En intégrant ainsi le montant des taxes dans la base d’imposition, la Cour clarifie la distinction entre une taxe grevant une opération et un élément du coût d’une prestation, ce qui l’amène à préciser la portée de certains principes fondamentaux de la TVA.
II. La portée de la solution au regard des principes de la TVA
La décision de la Cour réaffirme une interprétation stricte de la notion de lien direct en matière de taxes accessoires (A) et confirme les limites du principe de neutralité fiscale lorsque les opérateurs et les opérations ne sont pas de même nature (B).
A. La distinction entre la taxe accessoire et le coût de l’opération
L’article 78, premier alinéa, sous a), de la directive TVA dispose que les impôts et taxes sont à comprendre dans la base d’imposition, à l’exception de la TVA elle-même. Toutefois, la jurisprudence exige pour cela un « lien direct » entre la taxe et la livraison de biens ou la prestation de services, ce qui implique une coïncidence entre leurs faits générateurs. Dans la présente affaire, la Cour observe que les taxes d’occupation du sous-sol sont payées par la société concessionnaire « préalablement à l’opération soumise à la TVA […] et indépendamment de cette opération ». Le fait générateur de ces taxes est l’occupation du domaine public, non la prestation de services de mise à disposition du réseau.
Par conséquent, ces taxes ne peuvent être considérées comme des taxes à inclure dans la base d’imposition au titre de l’article 78. C’est en tant que composante du coût, et donc de la contrepartie définie à l’article 73, que leur montant doit être taxé. Cette distinction est fondamentale : la Cour ne soumet pas la taxe elle-même à la TVA, mais elle soumet la valeur totale de la prestation de services, laquelle inclut le coût que représente cette taxe pour le prestataire.
Cette analyse renforce la cohérence du système de la TVA et permet à la Cour de répondre à l’argument fondé sur la neutralité fiscale.
B. Le rejet d’une conception extensive du principe de neutralité fiscale
La société requérante avançait que la neutralité fiscale commandait de traiter la dépense refacturée de la même manière que la dépense initiale. Puisque les communes percevaient les taxes en dehors du champ de la TVA, en agissant en tant qu’autorités publiques (conformément à l’article 13 de la directive), la simple répercussion de ces taxes ne devrait pas non plus être soumise à la TVA. La Cour rejette cet argument en rappelant que le principe de neutralité s’oppose à ce que des prestations de services semblables et concurrentes soient traitées différemment.

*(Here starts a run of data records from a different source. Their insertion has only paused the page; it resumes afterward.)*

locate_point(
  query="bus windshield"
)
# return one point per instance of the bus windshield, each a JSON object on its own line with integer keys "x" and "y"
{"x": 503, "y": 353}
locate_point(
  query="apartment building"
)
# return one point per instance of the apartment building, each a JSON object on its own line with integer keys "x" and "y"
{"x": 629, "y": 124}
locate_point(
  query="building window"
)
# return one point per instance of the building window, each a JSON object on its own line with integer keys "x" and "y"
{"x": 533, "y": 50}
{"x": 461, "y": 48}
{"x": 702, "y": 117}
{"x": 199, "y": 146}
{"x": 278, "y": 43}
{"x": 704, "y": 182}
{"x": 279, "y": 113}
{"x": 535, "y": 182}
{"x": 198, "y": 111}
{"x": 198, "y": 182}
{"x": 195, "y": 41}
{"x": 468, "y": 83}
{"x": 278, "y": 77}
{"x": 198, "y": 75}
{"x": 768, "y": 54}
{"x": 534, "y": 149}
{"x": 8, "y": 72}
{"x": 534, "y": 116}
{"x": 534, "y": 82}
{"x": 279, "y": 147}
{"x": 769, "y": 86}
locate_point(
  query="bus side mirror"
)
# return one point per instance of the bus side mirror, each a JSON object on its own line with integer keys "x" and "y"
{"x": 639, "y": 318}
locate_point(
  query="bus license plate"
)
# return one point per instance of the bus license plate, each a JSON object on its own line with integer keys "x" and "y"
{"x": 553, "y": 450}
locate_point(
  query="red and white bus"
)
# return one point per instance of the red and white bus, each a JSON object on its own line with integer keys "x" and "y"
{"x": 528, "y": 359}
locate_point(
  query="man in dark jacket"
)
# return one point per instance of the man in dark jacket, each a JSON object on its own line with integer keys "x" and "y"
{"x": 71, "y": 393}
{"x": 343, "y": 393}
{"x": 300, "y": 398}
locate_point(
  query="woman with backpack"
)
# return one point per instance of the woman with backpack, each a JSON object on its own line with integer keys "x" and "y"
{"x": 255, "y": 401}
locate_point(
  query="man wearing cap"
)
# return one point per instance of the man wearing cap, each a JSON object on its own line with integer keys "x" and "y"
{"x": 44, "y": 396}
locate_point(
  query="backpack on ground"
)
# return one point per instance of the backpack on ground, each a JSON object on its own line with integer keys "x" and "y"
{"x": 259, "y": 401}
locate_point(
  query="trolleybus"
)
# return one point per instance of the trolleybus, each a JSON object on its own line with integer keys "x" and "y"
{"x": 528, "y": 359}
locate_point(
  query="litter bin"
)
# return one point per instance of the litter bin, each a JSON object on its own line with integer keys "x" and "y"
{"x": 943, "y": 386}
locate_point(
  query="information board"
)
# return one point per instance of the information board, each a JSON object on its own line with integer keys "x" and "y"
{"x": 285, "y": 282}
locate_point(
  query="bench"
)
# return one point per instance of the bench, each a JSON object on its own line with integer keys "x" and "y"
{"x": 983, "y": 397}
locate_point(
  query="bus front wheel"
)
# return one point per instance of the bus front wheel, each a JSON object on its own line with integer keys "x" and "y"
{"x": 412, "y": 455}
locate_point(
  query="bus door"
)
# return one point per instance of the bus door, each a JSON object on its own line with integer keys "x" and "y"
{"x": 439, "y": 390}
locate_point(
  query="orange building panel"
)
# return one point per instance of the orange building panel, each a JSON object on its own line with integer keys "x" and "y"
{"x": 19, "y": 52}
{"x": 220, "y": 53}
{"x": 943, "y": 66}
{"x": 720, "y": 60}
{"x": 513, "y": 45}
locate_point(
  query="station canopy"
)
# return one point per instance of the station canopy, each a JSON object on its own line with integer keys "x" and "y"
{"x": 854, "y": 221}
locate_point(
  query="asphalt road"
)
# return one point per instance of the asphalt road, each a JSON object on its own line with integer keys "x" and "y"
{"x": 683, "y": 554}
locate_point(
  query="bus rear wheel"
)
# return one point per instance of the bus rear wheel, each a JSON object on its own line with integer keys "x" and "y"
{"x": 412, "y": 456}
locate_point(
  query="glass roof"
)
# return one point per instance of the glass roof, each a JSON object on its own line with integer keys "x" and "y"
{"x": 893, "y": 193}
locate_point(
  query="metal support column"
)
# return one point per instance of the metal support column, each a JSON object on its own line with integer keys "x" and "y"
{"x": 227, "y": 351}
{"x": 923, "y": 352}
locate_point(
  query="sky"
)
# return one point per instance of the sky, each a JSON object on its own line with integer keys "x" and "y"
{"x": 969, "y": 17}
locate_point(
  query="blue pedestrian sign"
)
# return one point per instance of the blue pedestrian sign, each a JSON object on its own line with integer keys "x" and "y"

Or, les situations ne sont pas semblables. D’une part, les communes agissent en tant qu’organismes de droit public et ne sont pas considérées comme des assujettis pour cette activité. D’autre part, la société concessionnaire est un assujetti qui exerce une activité économique au sens de l’article 9 de la directive. La perception d’une taxe par une autorité publique et la fourniture d’un service par une entreprise privée « ne constituent pas des ‘opérations semblables’ ». La différence de statut des opérateurs et de nature des opérations justifie une différence de traitement fiscal. Le principe de neutralité ne saurait donc faire obstacle à l’imposition de la contrepartie d’une prestation de services, même si l’un de ses éléments de coût était initialement hors du champ de la TVA.